Not-So-Risky Business

Using Risk-Limiting Audits to Keep Elections Safe

Introduction

To err is human. Whether it’s quality control at a factory, sending a meal back to the kitchen, a robust return policy, or the human capacity to forgive, our society has developed a myriad of ways to catch and correct our mistakes. Do we have an equivalent method to catch errors in our elections, whether malicious or otherwise? Turns out, we do: auditing! Today we’ll be exploring how we currently double-check our vote counts and why we should incorporate new techniques that will make it easier than ever to keep our elections safe and secure.

What we do now

Currently, 43 states—and Washington, DC—require some type of post-election audit to ensure the accuracy of the initially reported tally. Of these states, the vast majority use a so-called "traditional" post-election audit. Typically, this means manually examining a specific percentage of the paper records produced by a ballot to ensure they match the counts produced by the voting system, which in many cases is electronic.

Below, we have simulated a traditional post-election audit. This is a simulated election between red and green where there were 100 ballots cast. You can fiddle with both the margin of victory and the percentage of ballots you'd like to manually check. The yellow squares represent the ballots that were randomly chosen to audit. Play around with the sliders to see what happens in different scenarios.

Did you notice anything interesting? What happens if green wins in a landslide? Regardless of the margin of victory, we always count the same number of votes in a percentage-based audit. That's not very clever! When one side wins in a blow-out, election administrators are legally obligated to count every last ballot required by law. Imagine doing this for a large state, like the state of California. Even if green won by 99%, California counties would have to audit 1% of the total ballots cast. That’s over 130,000 ballots to examine by hand, if we use 2016 turnout numbers (when 13.7 million ballots were cast).

Working smarter, not harder

Several years ago, Professor Phillip Stark at the University of California, Berkeley came up with a new method to achieve a higher level of statistical confidence in election results while counting significantly fewer ballots. This technique is called a “risk-limiting audit,” and election security experts consider it to be the gold standard.

There are several different types of risk-limiting audits. They differ primarily in how they are carried out, but all offer the same strong statistical guarantee in the result. These guarantees are provided by something called the sequential probability ratio test (SPRT).

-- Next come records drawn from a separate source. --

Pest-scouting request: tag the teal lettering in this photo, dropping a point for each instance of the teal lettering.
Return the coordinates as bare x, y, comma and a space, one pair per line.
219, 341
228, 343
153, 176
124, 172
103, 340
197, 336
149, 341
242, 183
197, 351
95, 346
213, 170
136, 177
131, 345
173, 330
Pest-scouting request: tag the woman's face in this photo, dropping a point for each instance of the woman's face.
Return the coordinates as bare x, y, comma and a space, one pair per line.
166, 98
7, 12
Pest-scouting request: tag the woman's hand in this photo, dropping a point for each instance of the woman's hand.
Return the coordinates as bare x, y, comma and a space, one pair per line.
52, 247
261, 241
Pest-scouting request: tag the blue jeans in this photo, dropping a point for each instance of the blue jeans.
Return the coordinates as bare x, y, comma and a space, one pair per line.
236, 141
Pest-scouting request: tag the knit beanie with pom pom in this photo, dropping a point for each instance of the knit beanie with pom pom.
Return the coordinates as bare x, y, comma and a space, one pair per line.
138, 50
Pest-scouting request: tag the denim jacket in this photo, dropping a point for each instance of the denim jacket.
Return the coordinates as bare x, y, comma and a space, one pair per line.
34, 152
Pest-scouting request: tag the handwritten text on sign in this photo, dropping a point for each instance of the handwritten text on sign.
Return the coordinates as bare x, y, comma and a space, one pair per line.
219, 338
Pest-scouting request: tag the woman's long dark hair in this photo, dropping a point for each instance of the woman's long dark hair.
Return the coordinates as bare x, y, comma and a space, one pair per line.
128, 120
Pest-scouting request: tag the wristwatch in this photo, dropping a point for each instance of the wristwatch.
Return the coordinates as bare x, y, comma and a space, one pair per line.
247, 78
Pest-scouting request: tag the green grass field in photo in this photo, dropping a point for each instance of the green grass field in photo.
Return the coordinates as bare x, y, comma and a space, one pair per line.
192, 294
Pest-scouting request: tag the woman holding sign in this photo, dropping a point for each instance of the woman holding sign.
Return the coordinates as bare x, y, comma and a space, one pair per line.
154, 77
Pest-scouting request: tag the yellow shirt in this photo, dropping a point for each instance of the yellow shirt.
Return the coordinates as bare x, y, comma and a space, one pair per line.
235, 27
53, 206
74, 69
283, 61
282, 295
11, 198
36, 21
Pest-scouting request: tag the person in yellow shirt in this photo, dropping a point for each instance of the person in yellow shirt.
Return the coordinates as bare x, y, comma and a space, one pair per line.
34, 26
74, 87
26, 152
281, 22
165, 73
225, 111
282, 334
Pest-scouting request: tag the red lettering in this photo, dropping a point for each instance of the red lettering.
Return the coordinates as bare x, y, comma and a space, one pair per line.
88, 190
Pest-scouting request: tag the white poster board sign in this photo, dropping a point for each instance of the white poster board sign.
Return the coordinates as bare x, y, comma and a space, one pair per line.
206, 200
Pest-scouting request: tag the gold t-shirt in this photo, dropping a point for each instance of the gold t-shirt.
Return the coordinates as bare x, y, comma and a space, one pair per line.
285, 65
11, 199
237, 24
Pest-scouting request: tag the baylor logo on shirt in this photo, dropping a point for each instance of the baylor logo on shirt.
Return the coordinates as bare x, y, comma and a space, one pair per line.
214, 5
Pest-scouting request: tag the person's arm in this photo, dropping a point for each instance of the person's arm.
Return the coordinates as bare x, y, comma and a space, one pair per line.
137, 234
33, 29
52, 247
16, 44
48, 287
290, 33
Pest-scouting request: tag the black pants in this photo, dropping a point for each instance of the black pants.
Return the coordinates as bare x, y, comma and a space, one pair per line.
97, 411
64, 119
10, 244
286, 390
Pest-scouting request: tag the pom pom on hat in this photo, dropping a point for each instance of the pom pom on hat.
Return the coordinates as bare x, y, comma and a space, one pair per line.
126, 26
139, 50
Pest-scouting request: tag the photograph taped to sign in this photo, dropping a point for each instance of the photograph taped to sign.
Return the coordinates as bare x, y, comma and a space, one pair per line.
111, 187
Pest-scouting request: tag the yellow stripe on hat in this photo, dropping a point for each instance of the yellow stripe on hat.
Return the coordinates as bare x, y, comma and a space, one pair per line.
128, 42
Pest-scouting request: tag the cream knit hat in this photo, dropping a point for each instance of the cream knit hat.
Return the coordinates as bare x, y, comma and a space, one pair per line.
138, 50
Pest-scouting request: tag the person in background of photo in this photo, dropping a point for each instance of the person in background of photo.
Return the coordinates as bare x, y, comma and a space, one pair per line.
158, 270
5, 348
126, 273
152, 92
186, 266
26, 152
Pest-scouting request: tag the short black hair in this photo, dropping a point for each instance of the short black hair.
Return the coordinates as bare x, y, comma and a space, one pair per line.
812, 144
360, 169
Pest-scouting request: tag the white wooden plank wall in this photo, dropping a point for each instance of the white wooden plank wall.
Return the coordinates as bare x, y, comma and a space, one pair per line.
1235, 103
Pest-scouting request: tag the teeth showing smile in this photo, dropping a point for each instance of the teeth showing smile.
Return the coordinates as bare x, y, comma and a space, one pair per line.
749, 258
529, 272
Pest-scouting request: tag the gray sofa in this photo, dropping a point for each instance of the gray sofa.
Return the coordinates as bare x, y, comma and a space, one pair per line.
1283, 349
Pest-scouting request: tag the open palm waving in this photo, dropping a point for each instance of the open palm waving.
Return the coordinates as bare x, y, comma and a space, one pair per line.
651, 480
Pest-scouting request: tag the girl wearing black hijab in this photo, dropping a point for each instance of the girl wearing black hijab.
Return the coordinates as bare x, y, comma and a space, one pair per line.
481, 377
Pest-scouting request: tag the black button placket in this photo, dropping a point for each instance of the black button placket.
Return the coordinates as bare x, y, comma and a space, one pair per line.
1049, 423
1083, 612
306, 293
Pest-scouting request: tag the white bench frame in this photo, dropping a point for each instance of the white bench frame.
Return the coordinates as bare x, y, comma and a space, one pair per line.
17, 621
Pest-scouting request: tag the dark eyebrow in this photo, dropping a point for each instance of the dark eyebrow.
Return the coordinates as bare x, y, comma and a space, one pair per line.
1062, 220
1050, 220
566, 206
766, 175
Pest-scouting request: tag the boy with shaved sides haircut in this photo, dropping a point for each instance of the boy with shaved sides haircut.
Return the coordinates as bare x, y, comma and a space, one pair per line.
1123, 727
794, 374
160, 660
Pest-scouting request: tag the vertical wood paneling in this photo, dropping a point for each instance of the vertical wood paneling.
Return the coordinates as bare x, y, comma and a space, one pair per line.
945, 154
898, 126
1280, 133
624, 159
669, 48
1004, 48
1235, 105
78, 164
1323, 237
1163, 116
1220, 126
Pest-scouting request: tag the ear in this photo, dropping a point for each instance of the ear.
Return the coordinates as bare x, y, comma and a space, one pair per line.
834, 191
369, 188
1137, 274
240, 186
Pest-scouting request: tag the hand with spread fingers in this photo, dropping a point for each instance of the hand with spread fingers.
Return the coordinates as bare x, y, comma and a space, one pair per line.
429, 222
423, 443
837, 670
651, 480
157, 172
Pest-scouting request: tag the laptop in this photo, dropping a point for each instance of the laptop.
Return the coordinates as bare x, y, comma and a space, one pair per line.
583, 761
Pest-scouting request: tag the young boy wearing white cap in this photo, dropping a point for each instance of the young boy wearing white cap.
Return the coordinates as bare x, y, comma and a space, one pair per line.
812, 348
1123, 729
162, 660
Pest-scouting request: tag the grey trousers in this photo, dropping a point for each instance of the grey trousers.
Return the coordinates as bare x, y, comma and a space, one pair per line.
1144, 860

First, we have what is called a null hypothesis: we assume that the initial count is correct. The alternative hypothesis is the opposite assumption —that for whatever reason (dust in the scanner lens, voter error, Russian interference), the initial reported count is incorrect.

Next, we begin randomly choosing and examining data points. In our case, these are the hand-marked paper ballots cast during the election. Each ballot that we examine that lists the supposed winner gives us more confidence in the initial result; in other words, it favors the null hypothesis. Likewise, each ballot we see that was cast for the loser dampens our confidence; it favors the alternative hypothesis.

Think of this like the old adage, “two steps forward, one step back”. We might not always take a sample that gives us confidence, but on the balance, the totality of samples will give us more confidence in our initial result than not, assuming the initial result is, in fact, correct.

So how do we know when to stop collecting samples? We want to do so at the point when we are confident that the supposed winner is the correct one. (We can never be 100 percent sure, of course.) Here, we use a value called the risk-limit, which is just the error rate you are willing to tolerate. For example, a risk-limit of 10% means there is a 90% chance that the audit will detect an error in the results, if one exists. You can tune this value to your liking based on your risk profile and resource constraints.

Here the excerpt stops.